How we cite our quotes: (Chapter.Paragraph)
Quote #7
"This [screw] is a necessary part of your destiny. It's in your hands now. Use it well, son. You kin open yo' eyes." (33.53)
Knowing what we know about what happens with the screw, do you think the author believes in fate or free will?
Quote #8
"If you know all this stuff about us… if you can see what's going to happen and it's already in motion, why bother? Why should we try to do anything? We can't change it."
She hops up, opens her arms wide. "Did I say that you couldn't change it?"
"No, but …"
"What I see is the course as it stands now. Today. At 10:27:07 p.m. Relatively Standard Time. Tomorrow, Keith could pick up a book, read a sentence there that completely alters the course of his life, and decide he wants to become an English professor and that's it. New ball game. Destiny isn't fixed, Cameron." […]

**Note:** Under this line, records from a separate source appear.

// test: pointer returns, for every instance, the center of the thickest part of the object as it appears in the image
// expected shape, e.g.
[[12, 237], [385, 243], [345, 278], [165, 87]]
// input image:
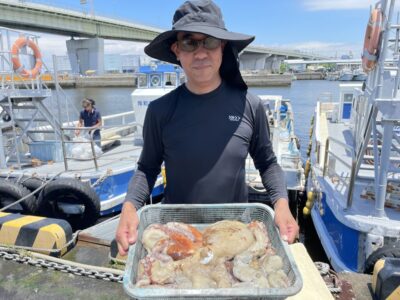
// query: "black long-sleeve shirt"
[[204, 141]]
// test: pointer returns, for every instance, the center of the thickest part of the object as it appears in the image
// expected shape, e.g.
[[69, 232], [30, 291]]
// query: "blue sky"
[[324, 26]]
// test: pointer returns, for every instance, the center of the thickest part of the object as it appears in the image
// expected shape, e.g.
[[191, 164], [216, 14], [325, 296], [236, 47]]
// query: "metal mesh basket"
[[200, 216]]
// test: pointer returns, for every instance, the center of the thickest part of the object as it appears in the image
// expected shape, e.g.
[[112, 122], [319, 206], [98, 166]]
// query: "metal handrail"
[[353, 167]]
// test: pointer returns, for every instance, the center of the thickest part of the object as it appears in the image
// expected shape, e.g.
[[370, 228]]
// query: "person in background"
[[90, 117], [204, 129]]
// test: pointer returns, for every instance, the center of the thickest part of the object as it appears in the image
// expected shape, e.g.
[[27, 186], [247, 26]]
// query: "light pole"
[[84, 2]]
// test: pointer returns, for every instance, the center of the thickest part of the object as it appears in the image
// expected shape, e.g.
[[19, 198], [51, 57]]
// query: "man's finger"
[[121, 250]]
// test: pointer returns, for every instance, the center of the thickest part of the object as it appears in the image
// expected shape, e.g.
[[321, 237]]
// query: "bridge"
[[87, 53]]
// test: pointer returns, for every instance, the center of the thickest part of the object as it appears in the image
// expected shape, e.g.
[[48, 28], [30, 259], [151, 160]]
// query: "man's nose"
[[201, 52]]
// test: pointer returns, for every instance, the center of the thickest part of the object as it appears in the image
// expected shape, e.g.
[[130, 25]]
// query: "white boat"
[[37, 149], [345, 75], [359, 75], [332, 76], [286, 148], [354, 184]]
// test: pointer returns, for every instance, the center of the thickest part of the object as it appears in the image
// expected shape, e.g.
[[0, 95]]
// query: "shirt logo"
[[234, 118]]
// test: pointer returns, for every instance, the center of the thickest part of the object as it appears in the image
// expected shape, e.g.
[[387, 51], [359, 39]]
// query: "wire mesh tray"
[[201, 215]]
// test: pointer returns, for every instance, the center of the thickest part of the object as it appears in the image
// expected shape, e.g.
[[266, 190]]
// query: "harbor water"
[[302, 93]]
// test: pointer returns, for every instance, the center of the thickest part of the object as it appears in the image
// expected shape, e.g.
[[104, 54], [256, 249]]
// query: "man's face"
[[87, 107], [200, 57]]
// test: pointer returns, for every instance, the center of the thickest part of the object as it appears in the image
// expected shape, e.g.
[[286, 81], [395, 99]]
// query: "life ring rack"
[[17, 65], [372, 40]]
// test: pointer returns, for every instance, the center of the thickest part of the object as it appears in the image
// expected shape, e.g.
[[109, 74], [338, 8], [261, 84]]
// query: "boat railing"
[[123, 116], [351, 165], [132, 127]]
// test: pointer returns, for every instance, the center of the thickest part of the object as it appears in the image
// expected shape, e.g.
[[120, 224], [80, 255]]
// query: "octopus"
[[172, 240]]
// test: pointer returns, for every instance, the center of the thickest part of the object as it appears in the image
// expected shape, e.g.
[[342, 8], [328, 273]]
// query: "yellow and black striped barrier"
[[38, 234], [114, 255]]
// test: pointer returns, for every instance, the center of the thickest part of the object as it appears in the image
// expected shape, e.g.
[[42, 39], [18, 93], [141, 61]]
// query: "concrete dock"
[[20, 281], [129, 80]]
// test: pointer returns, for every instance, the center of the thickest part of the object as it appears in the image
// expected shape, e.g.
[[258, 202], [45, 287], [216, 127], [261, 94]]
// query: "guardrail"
[[352, 166], [132, 125]]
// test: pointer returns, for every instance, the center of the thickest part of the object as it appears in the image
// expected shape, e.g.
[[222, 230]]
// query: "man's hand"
[[127, 228], [287, 225]]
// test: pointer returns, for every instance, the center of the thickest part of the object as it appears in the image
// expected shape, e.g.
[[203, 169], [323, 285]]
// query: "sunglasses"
[[189, 44]]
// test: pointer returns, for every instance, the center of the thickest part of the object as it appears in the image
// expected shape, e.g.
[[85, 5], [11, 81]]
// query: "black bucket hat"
[[201, 16]]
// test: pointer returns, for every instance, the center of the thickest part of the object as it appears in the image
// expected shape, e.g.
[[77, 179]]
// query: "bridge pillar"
[[86, 54], [273, 63], [252, 61]]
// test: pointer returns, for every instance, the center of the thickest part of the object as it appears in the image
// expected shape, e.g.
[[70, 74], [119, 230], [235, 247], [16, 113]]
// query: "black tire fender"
[[32, 183], [73, 191], [392, 250], [15, 190]]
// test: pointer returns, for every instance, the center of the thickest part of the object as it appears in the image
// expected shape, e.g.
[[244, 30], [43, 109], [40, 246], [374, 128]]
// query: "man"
[[90, 117], [204, 129]]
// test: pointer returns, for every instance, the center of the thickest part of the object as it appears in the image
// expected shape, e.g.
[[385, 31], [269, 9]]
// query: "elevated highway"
[[43, 18]]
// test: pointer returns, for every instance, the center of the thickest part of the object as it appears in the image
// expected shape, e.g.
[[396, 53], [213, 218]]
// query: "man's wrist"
[[281, 202]]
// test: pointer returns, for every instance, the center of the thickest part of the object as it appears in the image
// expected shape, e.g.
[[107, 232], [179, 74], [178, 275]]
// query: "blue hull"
[[339, 241]]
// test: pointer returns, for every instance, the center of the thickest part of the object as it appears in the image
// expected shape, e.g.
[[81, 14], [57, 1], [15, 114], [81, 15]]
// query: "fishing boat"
[[286, 147], [354, 183], [44, 169]]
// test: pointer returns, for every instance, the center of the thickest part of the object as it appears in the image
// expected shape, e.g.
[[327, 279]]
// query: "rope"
[[32, 193], [65, 262]]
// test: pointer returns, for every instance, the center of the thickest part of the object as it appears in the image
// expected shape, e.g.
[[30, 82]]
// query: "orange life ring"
[[371, 40], [18, 67]]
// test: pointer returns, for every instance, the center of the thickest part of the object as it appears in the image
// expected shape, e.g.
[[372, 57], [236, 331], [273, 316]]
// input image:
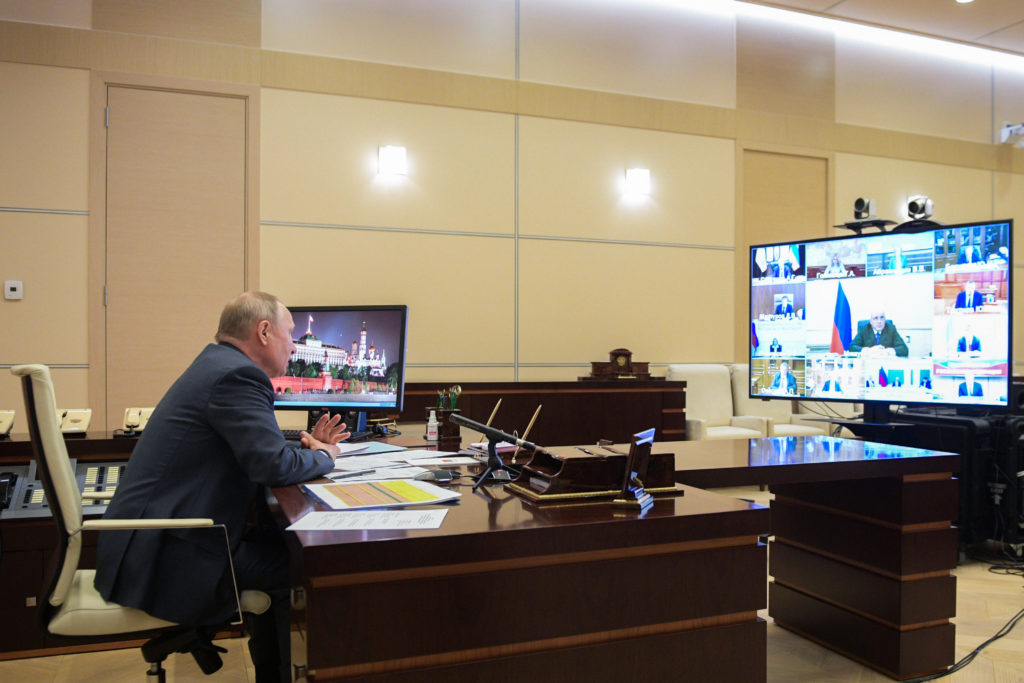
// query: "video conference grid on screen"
[[345, 357], [898, 317]]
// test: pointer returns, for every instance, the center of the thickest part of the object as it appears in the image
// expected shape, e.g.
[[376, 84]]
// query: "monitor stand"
[[877, 413]]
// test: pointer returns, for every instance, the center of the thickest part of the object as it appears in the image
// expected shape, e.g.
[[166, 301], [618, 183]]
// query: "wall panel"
[[785, 69], [642, 47], [459, 289], [461, 36], [233, 22], [571, 177], [320, 164], [48, 253], [885, 86], [70, 387], [580, 300], [44, 137]]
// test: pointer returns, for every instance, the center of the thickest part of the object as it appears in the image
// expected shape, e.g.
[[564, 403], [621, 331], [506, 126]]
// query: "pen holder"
[[449, 433]]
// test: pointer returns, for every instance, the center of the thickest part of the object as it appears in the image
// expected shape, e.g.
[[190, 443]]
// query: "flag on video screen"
[[841, 324]]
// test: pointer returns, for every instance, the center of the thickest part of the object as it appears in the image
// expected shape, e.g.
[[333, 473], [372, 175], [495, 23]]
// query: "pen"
[[353, 473]]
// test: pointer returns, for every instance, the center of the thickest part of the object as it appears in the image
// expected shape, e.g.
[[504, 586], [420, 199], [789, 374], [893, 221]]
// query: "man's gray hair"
[[244, 311]]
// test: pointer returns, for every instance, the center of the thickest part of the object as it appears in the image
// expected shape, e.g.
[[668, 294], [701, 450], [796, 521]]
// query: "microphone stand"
[[496, 470]]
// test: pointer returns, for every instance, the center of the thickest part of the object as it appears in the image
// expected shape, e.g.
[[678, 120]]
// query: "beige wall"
[[509, 239]]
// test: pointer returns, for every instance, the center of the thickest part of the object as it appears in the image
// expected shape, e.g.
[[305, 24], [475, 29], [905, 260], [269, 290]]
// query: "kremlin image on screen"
[[349, 356]]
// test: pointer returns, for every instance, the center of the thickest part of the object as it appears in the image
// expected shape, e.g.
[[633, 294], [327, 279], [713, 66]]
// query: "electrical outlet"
[[12, 289]]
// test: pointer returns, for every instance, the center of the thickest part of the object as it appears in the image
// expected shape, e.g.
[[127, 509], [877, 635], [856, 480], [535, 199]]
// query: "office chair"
[[72, 606]]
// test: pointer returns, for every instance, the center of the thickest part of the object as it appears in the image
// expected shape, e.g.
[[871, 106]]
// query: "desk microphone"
[[493, 433]]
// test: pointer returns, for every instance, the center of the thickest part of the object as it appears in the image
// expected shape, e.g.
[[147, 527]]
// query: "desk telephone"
[[6, 422], [136, 418], [75, 421]]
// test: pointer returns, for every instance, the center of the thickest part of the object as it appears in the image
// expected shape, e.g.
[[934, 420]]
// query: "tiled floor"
[[984, 603]]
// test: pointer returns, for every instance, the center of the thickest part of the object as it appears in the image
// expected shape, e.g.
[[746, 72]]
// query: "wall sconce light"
[[637, 181], [863, 209], [391, 160], [920, 207]]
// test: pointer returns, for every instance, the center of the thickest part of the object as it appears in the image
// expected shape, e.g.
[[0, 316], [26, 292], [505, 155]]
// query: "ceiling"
[[997, 24]]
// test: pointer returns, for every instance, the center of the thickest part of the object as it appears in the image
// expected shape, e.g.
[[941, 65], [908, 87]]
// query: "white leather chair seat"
[[712, 433], [86, 613]]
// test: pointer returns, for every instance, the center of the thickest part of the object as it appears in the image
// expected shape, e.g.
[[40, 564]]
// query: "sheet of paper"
[[369, 519], [380, 446], [384, 473], [416, 454], [366, 462], [343, 496], [454, 460], [349, 449]]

"Things can change, Cameron. It's the one constant of this universe." (37.95-100)
Of course Cam would take a fatalist approach, but Dulcie stops him. If change is the one constant of the universe, then fate has a different feeling to it. It's more of a coin toss than certain doom kind of vibe.
Quote #9
And just like that, something in the cosmos shifts. A butterfly flaps its wings in South America. Snow falls in Chicago. You give an idiot a stupid magic screw and it turns out to be a necessary part after all. (40.116)
Now Bray is just messing with us. She's arguing that although we each have a fate that we are destined for, our free will allows us to make decisions that can alter it at any time. She just effectively called a stalemate in the battle of fate versus free will. Now it's just a moo point.